Selain bahaya pada kesehatan, Pandemic juga berdampak pada sektor-sektor lain salah satunya adalah pada sektor ekonomi industri yang mana didalamnya bergantung hajat hidup orang banyak sebagai Buruh / Karyawan. Pada masa Pandemic Covid-19 ini, tercatat lebih dari 1.9 Juta tenaga kerja diputus hubungan kerjanya oleh perusahaan dimana dia bekerja, mayoritas sektor usaha yang terdampak adalah hotel dan pariwisata, penerbangan, pameran atau Meetings, incentives, conferences and exhibitions (MICE), restoran, dan bioskop atau hiburan, Pelaku usaha mulai mengalami kesulitan dalam mengendalikan keberlangsungan usahanya karena income atau pendapatan menurun drastis sedangkan pengeluaran tetap sama, sehingga menimbulkan banyak keadaan yang memaksa untuk mengurangi jumlah tenaga kerja.
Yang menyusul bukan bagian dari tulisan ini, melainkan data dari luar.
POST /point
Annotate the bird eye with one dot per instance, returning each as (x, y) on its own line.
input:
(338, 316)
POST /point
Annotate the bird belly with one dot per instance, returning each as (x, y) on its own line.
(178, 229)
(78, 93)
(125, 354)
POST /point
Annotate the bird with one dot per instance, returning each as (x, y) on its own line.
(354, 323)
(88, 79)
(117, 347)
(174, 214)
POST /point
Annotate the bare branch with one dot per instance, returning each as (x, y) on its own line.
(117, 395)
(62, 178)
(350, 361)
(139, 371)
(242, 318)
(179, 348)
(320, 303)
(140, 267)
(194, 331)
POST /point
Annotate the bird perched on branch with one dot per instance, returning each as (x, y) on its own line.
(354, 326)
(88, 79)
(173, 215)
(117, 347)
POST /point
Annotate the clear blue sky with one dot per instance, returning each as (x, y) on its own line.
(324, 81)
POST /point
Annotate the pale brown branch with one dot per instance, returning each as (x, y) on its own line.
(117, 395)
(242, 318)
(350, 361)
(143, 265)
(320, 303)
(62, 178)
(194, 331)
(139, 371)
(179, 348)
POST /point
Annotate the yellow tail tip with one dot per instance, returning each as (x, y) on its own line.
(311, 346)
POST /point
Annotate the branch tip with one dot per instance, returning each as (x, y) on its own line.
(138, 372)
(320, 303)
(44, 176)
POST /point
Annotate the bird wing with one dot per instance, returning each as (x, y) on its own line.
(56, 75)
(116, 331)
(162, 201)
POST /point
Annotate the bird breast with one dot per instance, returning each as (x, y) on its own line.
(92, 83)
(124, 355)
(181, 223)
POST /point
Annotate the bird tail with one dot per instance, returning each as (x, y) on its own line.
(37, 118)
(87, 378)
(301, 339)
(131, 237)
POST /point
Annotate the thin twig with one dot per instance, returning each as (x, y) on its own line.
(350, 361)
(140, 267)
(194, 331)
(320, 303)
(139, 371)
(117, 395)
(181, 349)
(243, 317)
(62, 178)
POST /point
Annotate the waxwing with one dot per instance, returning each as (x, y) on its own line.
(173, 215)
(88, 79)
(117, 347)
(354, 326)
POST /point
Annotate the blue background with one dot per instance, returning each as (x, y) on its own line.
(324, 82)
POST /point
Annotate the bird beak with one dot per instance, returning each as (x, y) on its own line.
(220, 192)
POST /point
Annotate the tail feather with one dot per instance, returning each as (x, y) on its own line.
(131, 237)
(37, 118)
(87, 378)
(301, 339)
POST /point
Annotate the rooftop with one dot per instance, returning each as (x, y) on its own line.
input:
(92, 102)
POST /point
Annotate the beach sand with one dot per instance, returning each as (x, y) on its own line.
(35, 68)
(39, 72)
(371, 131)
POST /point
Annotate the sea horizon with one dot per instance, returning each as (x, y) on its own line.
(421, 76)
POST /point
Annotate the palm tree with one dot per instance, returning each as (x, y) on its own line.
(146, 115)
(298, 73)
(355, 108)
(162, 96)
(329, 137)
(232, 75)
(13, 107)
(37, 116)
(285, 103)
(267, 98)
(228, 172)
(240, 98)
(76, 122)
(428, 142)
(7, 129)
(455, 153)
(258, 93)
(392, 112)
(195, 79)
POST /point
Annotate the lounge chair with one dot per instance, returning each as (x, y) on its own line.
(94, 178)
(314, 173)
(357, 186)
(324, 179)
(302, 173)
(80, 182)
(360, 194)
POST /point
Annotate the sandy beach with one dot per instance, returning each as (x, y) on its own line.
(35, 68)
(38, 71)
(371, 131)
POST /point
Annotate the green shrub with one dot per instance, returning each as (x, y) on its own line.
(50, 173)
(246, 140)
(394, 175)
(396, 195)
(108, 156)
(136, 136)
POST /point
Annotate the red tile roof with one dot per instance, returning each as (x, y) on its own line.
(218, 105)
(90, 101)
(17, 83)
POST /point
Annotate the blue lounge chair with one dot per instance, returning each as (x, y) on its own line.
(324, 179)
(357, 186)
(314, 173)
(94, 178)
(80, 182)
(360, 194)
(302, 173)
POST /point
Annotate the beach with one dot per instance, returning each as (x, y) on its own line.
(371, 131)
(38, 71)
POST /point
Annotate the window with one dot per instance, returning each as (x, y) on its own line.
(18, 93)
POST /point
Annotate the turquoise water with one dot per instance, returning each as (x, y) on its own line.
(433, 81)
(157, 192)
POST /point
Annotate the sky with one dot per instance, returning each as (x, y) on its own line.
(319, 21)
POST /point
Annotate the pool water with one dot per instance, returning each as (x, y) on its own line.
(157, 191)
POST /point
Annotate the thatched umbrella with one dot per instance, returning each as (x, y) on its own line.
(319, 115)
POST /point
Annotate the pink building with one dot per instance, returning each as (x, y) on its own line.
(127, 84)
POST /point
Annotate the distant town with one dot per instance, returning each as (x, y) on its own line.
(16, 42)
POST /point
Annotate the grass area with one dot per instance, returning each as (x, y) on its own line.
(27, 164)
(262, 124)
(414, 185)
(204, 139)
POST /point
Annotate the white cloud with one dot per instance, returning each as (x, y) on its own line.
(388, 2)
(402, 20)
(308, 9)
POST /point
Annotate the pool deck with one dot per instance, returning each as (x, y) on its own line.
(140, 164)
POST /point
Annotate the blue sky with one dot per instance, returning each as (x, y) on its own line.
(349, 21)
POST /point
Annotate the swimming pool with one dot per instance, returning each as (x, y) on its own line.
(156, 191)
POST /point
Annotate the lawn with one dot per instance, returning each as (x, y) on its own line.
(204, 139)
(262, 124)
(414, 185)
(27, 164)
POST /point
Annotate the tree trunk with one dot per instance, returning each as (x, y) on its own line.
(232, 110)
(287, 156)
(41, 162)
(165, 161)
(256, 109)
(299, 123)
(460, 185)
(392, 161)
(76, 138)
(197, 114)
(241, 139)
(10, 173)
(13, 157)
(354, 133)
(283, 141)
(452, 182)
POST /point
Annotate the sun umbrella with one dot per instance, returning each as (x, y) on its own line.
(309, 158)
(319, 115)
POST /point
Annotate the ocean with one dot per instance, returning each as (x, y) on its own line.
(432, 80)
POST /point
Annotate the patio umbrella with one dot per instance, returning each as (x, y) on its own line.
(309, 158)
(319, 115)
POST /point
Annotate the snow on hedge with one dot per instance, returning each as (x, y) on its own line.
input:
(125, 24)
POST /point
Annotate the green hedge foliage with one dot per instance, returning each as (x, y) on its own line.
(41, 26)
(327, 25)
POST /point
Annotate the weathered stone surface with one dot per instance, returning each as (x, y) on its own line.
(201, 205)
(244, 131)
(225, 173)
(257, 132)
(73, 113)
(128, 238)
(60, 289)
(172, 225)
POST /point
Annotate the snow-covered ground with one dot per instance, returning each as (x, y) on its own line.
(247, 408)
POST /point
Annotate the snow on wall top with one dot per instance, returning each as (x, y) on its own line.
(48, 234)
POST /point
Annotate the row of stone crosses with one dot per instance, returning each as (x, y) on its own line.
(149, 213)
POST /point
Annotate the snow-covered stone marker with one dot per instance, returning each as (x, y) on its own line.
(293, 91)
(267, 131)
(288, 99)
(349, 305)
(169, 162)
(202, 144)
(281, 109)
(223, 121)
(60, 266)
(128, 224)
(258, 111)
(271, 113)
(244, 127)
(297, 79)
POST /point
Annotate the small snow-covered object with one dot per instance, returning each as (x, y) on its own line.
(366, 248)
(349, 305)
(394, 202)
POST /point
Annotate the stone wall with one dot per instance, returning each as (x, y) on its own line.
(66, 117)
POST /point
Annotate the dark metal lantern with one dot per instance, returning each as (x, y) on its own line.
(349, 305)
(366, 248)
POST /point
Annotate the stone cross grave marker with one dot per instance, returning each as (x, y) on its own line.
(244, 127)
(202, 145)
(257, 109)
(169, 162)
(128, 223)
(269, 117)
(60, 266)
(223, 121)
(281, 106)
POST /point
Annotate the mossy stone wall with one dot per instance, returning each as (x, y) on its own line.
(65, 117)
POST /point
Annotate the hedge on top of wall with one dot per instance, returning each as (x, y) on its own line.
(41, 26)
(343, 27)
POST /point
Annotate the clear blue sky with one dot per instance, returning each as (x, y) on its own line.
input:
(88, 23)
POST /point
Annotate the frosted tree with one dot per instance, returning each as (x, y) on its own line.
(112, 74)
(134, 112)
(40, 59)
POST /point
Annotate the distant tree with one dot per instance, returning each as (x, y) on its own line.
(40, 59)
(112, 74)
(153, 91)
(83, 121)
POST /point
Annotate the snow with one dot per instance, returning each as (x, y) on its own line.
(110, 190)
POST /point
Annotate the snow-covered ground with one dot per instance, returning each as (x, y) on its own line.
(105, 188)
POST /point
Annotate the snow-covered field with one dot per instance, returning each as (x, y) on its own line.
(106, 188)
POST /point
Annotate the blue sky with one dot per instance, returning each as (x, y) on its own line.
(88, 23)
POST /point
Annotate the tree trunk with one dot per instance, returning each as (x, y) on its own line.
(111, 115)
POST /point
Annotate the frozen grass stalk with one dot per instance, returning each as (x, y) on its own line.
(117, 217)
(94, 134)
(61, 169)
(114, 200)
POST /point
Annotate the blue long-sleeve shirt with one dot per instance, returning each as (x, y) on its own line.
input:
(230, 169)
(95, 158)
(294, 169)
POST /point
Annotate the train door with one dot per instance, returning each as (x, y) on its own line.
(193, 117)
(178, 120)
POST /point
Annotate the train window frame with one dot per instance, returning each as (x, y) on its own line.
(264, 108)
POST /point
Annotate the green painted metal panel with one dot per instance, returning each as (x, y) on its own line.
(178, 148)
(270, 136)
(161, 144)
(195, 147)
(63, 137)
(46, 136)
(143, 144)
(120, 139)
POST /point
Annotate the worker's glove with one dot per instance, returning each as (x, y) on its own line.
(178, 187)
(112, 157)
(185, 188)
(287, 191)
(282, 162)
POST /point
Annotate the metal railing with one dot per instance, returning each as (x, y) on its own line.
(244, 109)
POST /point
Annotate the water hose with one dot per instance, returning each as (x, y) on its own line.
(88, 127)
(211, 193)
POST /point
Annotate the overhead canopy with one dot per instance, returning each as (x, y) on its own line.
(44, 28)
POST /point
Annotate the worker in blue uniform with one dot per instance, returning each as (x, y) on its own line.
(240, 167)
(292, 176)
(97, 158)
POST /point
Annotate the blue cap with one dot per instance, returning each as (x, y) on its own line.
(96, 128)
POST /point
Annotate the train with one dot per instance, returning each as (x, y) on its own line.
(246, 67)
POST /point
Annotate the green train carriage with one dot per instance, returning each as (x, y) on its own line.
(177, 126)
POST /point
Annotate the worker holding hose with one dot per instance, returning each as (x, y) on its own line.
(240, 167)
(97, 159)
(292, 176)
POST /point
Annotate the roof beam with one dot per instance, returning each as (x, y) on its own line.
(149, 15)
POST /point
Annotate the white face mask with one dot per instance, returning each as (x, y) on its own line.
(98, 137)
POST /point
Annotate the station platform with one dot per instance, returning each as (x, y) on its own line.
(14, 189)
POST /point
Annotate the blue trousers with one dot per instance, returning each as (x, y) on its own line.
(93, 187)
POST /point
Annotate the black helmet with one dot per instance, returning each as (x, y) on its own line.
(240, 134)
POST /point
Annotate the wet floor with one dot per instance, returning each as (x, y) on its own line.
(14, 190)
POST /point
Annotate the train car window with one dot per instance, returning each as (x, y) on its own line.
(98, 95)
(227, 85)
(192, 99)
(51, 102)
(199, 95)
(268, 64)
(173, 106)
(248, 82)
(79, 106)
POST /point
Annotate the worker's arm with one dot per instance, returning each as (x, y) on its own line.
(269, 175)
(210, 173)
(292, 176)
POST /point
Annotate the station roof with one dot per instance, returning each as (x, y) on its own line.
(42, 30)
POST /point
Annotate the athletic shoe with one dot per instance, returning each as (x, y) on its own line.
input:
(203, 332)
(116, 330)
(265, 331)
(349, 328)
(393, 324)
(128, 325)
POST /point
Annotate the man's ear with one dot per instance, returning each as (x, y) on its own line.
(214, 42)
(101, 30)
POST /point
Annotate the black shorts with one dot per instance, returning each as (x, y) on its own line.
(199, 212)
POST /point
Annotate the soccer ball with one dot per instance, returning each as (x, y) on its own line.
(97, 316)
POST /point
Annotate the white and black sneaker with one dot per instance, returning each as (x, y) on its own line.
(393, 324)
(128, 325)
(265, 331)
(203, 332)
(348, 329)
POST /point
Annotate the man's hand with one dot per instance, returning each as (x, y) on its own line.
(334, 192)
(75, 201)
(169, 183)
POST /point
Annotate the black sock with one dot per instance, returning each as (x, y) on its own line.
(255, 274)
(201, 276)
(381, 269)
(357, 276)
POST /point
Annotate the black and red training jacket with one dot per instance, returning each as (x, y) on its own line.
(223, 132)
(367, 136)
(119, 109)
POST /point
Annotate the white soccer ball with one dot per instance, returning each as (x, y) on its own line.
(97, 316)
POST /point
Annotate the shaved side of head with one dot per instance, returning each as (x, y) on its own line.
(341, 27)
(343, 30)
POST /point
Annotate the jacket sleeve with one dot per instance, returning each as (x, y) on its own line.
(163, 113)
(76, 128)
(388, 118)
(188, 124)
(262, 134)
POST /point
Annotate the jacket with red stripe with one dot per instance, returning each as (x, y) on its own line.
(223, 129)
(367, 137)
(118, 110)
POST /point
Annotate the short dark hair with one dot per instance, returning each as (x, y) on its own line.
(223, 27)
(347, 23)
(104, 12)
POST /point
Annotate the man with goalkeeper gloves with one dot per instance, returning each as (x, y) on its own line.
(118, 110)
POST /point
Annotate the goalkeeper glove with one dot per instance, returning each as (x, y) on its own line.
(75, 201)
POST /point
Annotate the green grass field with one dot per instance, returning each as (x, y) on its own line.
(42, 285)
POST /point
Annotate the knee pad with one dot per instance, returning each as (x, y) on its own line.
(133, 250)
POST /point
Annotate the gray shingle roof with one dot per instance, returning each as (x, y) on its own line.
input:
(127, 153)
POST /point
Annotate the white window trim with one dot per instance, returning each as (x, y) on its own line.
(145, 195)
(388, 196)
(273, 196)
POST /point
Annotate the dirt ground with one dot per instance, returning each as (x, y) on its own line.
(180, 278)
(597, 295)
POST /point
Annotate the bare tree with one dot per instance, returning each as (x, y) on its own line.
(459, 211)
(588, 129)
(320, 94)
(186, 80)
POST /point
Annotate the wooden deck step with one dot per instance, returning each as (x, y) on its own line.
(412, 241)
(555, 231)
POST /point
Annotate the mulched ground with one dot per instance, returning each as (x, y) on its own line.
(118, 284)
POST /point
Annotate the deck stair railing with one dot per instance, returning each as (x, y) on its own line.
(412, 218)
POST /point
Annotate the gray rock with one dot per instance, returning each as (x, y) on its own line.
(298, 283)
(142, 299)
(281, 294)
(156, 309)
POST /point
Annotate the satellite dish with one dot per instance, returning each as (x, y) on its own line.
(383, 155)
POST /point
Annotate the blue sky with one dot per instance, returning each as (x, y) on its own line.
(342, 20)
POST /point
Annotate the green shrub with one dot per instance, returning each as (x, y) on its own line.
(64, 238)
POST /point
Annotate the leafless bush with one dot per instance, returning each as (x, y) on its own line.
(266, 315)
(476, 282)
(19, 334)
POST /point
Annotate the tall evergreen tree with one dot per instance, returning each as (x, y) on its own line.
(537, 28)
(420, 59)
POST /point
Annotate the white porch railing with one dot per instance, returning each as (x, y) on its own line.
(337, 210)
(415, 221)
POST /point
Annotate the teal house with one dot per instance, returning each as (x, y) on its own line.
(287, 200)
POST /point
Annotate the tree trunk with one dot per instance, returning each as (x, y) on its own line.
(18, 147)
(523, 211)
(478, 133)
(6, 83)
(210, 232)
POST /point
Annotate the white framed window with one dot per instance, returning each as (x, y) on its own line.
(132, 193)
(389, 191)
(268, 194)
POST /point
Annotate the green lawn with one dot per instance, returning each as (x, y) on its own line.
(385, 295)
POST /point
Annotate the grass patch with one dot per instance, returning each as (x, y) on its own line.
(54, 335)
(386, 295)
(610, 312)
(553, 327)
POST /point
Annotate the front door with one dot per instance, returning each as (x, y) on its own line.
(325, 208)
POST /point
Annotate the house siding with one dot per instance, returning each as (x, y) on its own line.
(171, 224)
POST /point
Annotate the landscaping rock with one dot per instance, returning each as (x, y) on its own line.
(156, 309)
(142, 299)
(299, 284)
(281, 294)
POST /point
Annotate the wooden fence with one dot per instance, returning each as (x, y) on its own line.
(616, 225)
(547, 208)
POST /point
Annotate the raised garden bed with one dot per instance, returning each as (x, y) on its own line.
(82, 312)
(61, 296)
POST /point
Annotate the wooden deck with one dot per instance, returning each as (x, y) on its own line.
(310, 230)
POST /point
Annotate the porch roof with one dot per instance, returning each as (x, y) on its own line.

Pengusaha mulai mengatasi masalahnya dengan mengambil alternatif skema cuti tak dibayar / unpaid leave atau memposisikan tenaga kerja dalam kondisi dirumahkan, namun tenaga kerja tidak kehilangan status ketenagakerjaannya dalam perusahaan, dengan kata lain setelah pandemic selesai pekerja dapat bekerja lagi di perusahaan tempat ia bekerja. Kebijakan ini  biasanya dilakukan oleh banyak sektor mulai dariperhotelan hingga maskapai penerbangan. Namun pada penerapannya pun masi terjadi polemik antara pelaku usaha dengan serikat pekerja.

Pelaku usaha mendasarkan tindakan Unpaid Leave kepada Pasal 93 ayat (1) UU No.13 tahun 2003 tentang Ketenagakerjaan yang mana isinya berbunyi “Upah tidak dibayar apabila pekerja / buruh tidak melakukan pekerjaan”, dengan kata lain unpaid leave menggunakan prinsip No Work – No Pay. Tentunya trobosan ini tidak dapat digunakan diseluruh jenis pekerjaan buruh, namun dapat diupayakan untuk bisa disesuaikan dengan skema industri atau pekerjaan oleh pelaku usaha dengan terlebih dahulu dikaji dan dibuat perjanjian dengan tenaga kerja melalui Peraturan Kerja Bersama atau Peraturan Perusahaan.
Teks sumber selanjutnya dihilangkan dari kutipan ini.